Forte de cette expérience réussie, la compagnie imagine un nouveau projet européen cette année autour des femmes compositrices, Musical Bounce Back. « Je me suis rendu compte en tant qu’interprète qu’il était difficile de trouver des répertoires de compositrices. » L’idée première est donc la sensibilisation de la place de la femme en musique au sein des établissements d’enseignement musical, et de se questionner sur la façon de permettre aux jeunes d’avoir un modèle féminin. « En cours de musique, sur les frises chronologiques, il n’y a que des compositeurs masculins. C’est parlant et révélateur… On essaye de casser les stéréotypes autour des instruments genrés, pour favoriser par exemple la pratique de la trompette ou du trombone chez les jeunes filles. C’est un projet féministe, mais on travaille aussi bien sûr avec des garçons, professeurs comme élèves. » Pour que le contact au sujet soit direct pour les participants, Nathalie Négro a fait une commande à la compositrice Ève Risser, entre jazz et contemporain.

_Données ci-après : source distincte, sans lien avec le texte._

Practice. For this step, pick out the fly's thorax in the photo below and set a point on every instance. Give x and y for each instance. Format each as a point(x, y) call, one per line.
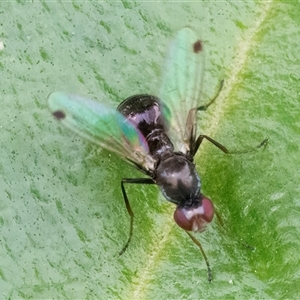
point(159, 143)
point(145, 112)
point(178, 180)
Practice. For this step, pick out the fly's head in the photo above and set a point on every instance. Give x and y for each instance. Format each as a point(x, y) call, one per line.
point(180, 184)
point(195, 217)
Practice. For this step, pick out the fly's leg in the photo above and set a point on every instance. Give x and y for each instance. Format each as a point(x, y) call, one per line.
point(127, 204)
point(204, 107)
point(209, 271)
point(201, 137)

Après une première session marseillaise au printemps dernier, le projet part désormais en Arménie avant que de s’exporter en Grèce, à Chypre et au Portugal afin de créer un kit pédagogique, un mode d’emploi pour sensibiliser, « prendre le mal à la racine. (…) Il y a des quotas, des chiffres et des lois, mais in situ, les choses n’évoluent pas vraiment ! » En tout, le projet réunit cinq musiciens de chaque pays autour d’ateliers de pratique instrumentale et de découverte du « matrimoine musical » autour du travail de compositrices.

La compagnie s’est équipée d’un système qui permet de jouer à distance sans temps de latence — LoLa (comprenez Low Latency) —, qui permet donc des répétitions en simultané depuis les différents pays participants. Anne Alix réalisera de nouveau un film sur le projet.

Cet automne, la compagnie propose les rendez-vous En Ap[p]arté — qui, comme leur nom l’indique, invitent le public à domicile, chez des particuliers, à découvrir tour à tour une jeune accordéoniste puis une luthière, dans le but de faire découvrir différents métiers vus par le prisme des femmes.

Ce début de saison sera également marqué par le deuxième volet des Carnets Intimes. Après une première discussion en tête à tête entre Nathalie Négro et Macha Makeïeff en mars dernier, la directrice de la compagnie poursuit sa mise en lumière des femmes de la culture en recevant la nouvelle directrice du FRAC : Muriel Enjalran. La questionnant sur les musiques qui ont jalonné sa vie, cet entretien est préparé à l’avance puis arrangé sur scène avec deux musiciens qui jouent la « playlist » de l’invité.